The Oberlin Review
<< Front page News May 5, 2006

As Anti-Abortion Activists Protest, Students Respond
Activists on Both Sides Discuss Abortion Issue
 
Point/Counterpoint: College Junior Liz Burke and Life Link activist Tony Laurisha drive their arguments home on West Lorain street. 

It was about 10:30 a.m. and sunny last Friday when Director Tom Raddell and five other members of Life Link, an anti-abortion group based in Cleveland, arrived in Oberlin, walked to the south end of the Science Center, staked their 4’ by 8’ shiny black signs into the ground and waited for students to come.

“We’re trying to bring the truth to the streets,” said Life Link member Mary Laquyea.

This particular street was West Lorain, on either side of which Life Link could be found until 2 p.m., speaking with students and handing out yellow pamphlets titled “Why are You Here with those Awful Pictures?”

The pamphlets addressed both the graphic nature of the posters and the group’s mission: to change the minds of women who might wish to terminate a pregnancy and to provide contact information for pregnancy care centers. As the pamphlet anticipates, Oberlin students reacted strongly to the images.

“The pictures are very insensitive to someone who may have gone through [having an abortion] before,” said Maria Landy, College sophomore and treasurer of Students United for Reproductive Freedom.

The signs, which displayed such graphic images as late-term aborted fetuses and first-term limbs shown proportionally against a nickle, can be purchased through the Center of Bio-Ethical Reform for $79 each, although Life Link makes some of their own.

Raddell explained that one particularly graphic poster was supposed to be from the point of view of “voiceless victims.” The victims in each case — a holocaust victim, a lynching/racism victim and an aborted fetus — have been dehumanized by society.

“One [situation] took a world war to solve and the other a civil war. God only knows what it will take for this one,” said Raddell.

Jessica Barber, a College first-year and member of SURF, said she spotted the signs on her way to her 11 a.m. class. SURF organized quickly and was out on the sidewalk next to the protest by 12:30 p.m.
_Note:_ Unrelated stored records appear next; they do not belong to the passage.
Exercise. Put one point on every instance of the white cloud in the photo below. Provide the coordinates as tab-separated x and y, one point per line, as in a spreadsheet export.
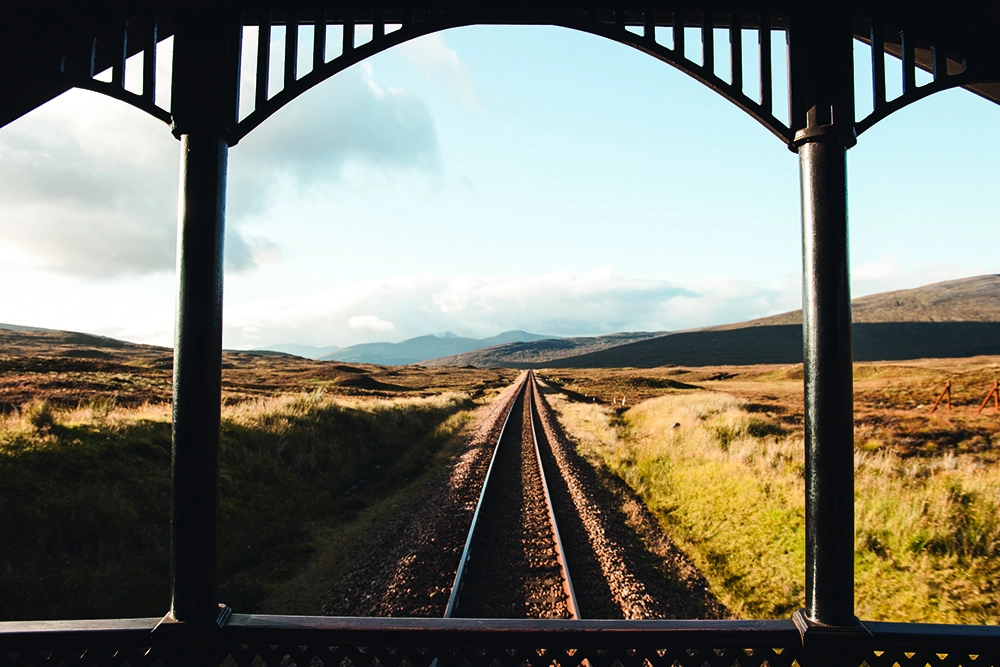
371	323
432	57
561	304
88	185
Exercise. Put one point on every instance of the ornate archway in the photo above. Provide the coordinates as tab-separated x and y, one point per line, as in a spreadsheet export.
52	48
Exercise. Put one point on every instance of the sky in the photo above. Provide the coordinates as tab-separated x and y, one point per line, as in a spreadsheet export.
475	181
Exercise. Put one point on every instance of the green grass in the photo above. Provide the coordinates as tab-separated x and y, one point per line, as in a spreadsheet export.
727	486
84	499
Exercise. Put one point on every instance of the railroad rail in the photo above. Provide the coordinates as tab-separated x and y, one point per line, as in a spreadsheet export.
513	564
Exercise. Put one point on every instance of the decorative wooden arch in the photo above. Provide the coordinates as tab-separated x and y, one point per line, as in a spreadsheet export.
103	41
50	47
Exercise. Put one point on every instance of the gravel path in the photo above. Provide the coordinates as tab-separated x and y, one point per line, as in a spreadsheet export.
622	564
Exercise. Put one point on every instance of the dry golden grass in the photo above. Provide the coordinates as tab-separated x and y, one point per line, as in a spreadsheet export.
722	466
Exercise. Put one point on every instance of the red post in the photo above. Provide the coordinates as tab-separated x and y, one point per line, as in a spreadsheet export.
995	395
947	391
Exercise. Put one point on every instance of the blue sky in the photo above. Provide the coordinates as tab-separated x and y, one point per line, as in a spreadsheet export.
479	180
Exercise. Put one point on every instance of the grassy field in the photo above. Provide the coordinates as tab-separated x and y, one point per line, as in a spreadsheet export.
717	454
84	498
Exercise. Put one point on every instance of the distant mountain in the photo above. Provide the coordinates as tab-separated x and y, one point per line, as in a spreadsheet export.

“We’re responding to this protest. We feel that there needs to be some sort of response from the community of Oberlin,” said Barber.

In addition to handing out Naral Pro-Choice America stickers, emergency contraception, birth control pamphlets and condoms while they lasted, part of SURF’s response included a blue recycling can in which students could deposit Life Link’s literature.

“A lot of students took stickers. There’s a lot of support here,” said Landy.

Around 1 p.m., a male student who was not associated with SURF arrived at the demonstration and staked up four posters of his own. The posters, which consisted of computer paper stapled to wooden stakes, proclaimed, “Sodomy is Great!!!” beneath an image of five men apparently engaging in the act.

Raddell said that the posters did not shock his group. Other demonstrations they have been involved with have elicited more violent responses: eggs have been thrown and their signs have been torn.

Life Link is a primarily Christian-based organization that was founded in the early ’90s. It has demonstrated on the campuses of Cleveland State, Baldwin Wallace, Notre Dame and John Carroll, and has taken to the streets of Cleveland, St. Louis and Dallas, among others.

Laquyea, a former employee of a maternity home for young mothers, emphasized that Life Link is sympathetic to the choices women have to make.

“A lot of abortions are from desperate, fearful young women who don’t think there is any help for them, but there is help,” said Laquyea.

Laquyea was attending the protest with her adult son, Pat, who made a point to tell the Review that he was once Laquyea’s fetus.

Raddell expressed how much he enjoys demonstrating at colleges and universities because they are places to exchange ideas.

“It’s a great chance for education, debate and response,” said Raddell.

Life Link member Tony Lavrisha spent much of the protest speaking with students. He is a former attorney on medical discourse who was very involved in representing individuals who were arrested for protesting abortion clinics. He thought it was productive to talk with the students.

“It’s very helpful, having been a college student myself — I was pro-choice back then. I tend to find college students are conformists, [as] I was [back then],” he said. “I found [Oberlin students] to be very bright and open to what we had to say. We had lively discussions.”

The students themselves were less enthusiastic.

“It’s like talking to a brick wall,” said College sophomore Rafael Martinez.

“People who do this kind of protesting believe that they have the right to legislate to everyone else what they believe,” said College junior Elizabeth Burke.